I recommend my soccer girls have a 3:1 ratio carbohydrate to protein ratio post workout to maximize recovery. An easy real life example could be a simple post workout drink of chocolate milk or a recovery protein shake with 20g protein and 60g of carbohydrates.

While we always want “food first, supplements second”, many athletes struggle with getting inadequate protein/energy after training. A recovery protein powder can be very beneficial if you struggle with fueling after training. 
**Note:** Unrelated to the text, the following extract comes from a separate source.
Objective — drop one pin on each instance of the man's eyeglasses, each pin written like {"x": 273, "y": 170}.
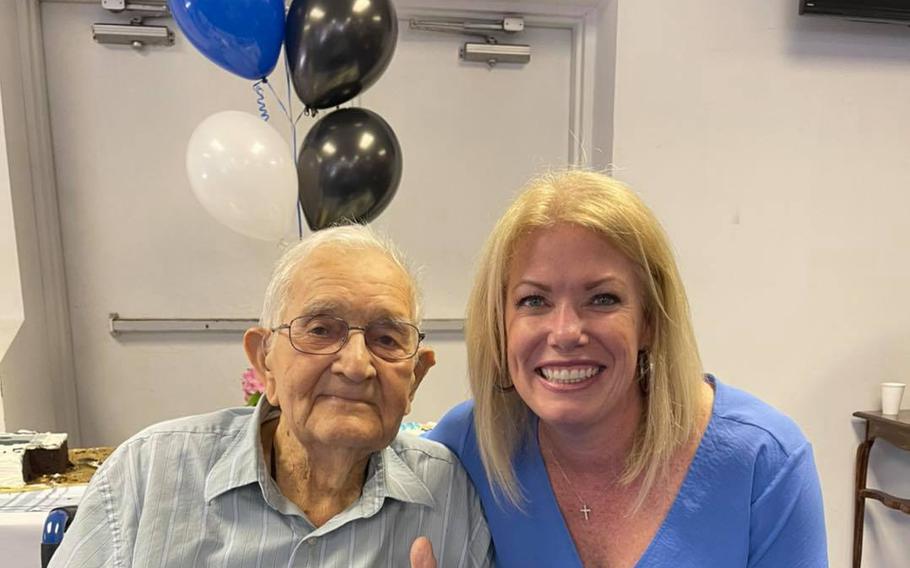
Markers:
{"x": 391, "y": 340}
Recommend Protein Powders for Recovery

For my college/professional athletes, I recommend 

These brands are some of the best post workout supplements as they are high quality and  third party tested. If you are looking for a cheaper recovery protein (but still relatively high quality) that is not third party tested, I recommend this pure protein one here.

3. At night  

Tart Cherry Juice Concentrate

The best recovery supplement for night time muscle recovery is a tart cherry juice concentrate. Tart cherry juice concentrate is one of the best recovery supplements for soccer players after a hard training session. This is one of the best recovery supplements for muscle recovery as tart cherry juice concentrate is rich in polyphenols and also contains a small amount of natural melatonin. This will help you with decreasing total body inflammation and also help with sleep quality.

Recommended Products

All tart cherry juice concentrate is not created equal though! Because of this, you have to make sure there is a minimum of 55 cherries in your tart cherry juice dosing. This can be challenging when you purchase a juice from the store since the amount of cherries in the concentrate is unknown. To ensure you are getting the most out of your supplement, I recommend the following:

  1. Concentrate: Take 1 dixie cup 30 minutes before bed or add it to a smoothie!
  2. Cheribundi: Consume 1 bottle or 8 fluid ounces 30 minutes before bed

Training after an extended break can be difficult to adjust to. If you feel like this maybe effecting you, make sure to fuel your body with enough nutrients to improve your performance and recovery. Incorporating these tips and recovery supplements into your diet can help you get back into training after the break and help you achieve your athletic goals!